M.A. Ariyawansa, the Head of the National Hydrographic Office (NHO) introduced me to his team and to their amusement I rushed over to a pile of maps on a table and began thumbing through feverishly. Out came an untitled map simply which showed the 200, 1,000 and 2,000m depth isoclines around Sri Lanka and the outer limits of the exclusive economic zone. It showed the continental shelf pinching in three places.
Trincomalee with a submarine canyon which has been known for some time and shown in the Admiralty charts. Dondra, again shown on the Admiralty charts but its significance for whale watching unknown until Charles had explained it to me in August 2003 and only one other place - the Kalpitiya Peninsula.

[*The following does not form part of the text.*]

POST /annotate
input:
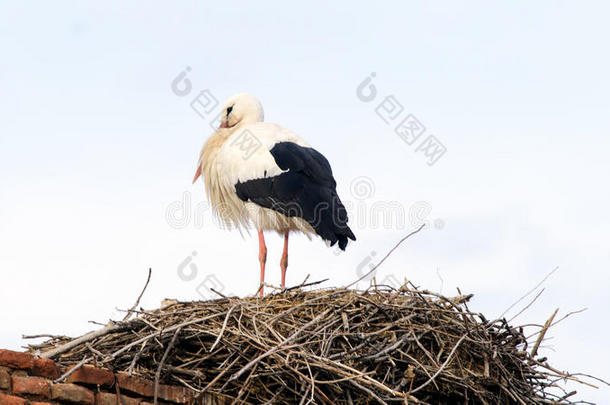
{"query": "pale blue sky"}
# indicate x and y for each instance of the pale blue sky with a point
(94, 148)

Sri Lanka therefore has only three places which in terms of the location of the continental shelf are positioned ideally to be whale watching hot spots because the whale and oceanic dolphins need deep water to come close in.
I had now found the conclusive evidence which connected the dots to show that Kalpitiya was one and in fact the last of the three whale watching hot spots to be recognized as such. My role once again had been to listen to scientists and to go out and do the field work and connect the dots to make a big story to bridge science with commerce.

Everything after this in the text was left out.